Channels and canyons are not a continental specificity. This type of incision is also found in the marine environment. Amazing? Not that much. If the channels are created on the continents by the course of the rivers, in the marine environment, they are created by the flow of fluids denser than the sea water which descends the slopes of the continental slopes.

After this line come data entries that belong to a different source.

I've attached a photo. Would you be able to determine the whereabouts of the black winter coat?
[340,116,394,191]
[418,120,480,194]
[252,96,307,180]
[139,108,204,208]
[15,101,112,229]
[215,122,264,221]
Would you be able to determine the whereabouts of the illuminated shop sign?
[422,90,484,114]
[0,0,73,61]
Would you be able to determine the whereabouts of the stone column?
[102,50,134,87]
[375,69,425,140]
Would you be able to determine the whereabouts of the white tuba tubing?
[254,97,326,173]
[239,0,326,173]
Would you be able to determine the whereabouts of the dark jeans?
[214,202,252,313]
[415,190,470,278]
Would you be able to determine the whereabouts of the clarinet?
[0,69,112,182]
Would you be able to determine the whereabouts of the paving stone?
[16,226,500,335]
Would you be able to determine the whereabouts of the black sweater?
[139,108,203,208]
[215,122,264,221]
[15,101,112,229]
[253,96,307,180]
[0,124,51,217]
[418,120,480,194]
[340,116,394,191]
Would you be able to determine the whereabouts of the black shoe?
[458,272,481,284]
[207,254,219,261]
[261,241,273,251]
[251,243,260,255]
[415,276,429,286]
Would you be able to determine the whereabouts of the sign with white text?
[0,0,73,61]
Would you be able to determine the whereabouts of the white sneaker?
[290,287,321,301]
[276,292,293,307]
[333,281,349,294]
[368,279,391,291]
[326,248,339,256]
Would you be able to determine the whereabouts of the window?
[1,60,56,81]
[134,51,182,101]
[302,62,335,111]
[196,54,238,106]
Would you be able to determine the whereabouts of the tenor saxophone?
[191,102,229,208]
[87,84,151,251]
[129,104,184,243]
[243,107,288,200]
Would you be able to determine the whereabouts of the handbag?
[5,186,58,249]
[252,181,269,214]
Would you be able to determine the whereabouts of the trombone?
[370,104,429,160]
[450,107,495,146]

The similarity between these underwater channels and our rivers is also striking: meanders, levees, areas of deposits or erosion… The architecture of these two types of channel systems is very similar. Just as much as the fluvial channels at Earthocean channels are essential to the functioning of major sedimentary and biogeochemical cycles.

Real underwater rivers

In fact, in the same way that rivers transport sedimentary particles from erosion zones to deposit zones, underwater channels distribute eroded continental material towards the open sea. But not only that. They contribute to redistribute very widely the carbon as well as nutrients as the ironthe calciumthe phosphorus and the sulfide, so important to marine organisms. They are truly the relay terrestrial river systems.

The Bengal channel, for example, thus transports enormous quantities of eroded sediments on the Himalayan slopes and redistributes them in the Indian Ocean, thus contributing up to 10 to 20% to the burial of global organic carbon. These systems therefore play a major role in the carbon storage, and therefore for the climatic balance over geological time. This large storage capacity also makes them ideal areas for the maturation of hydrocarbonsespecially in the deep margin areas.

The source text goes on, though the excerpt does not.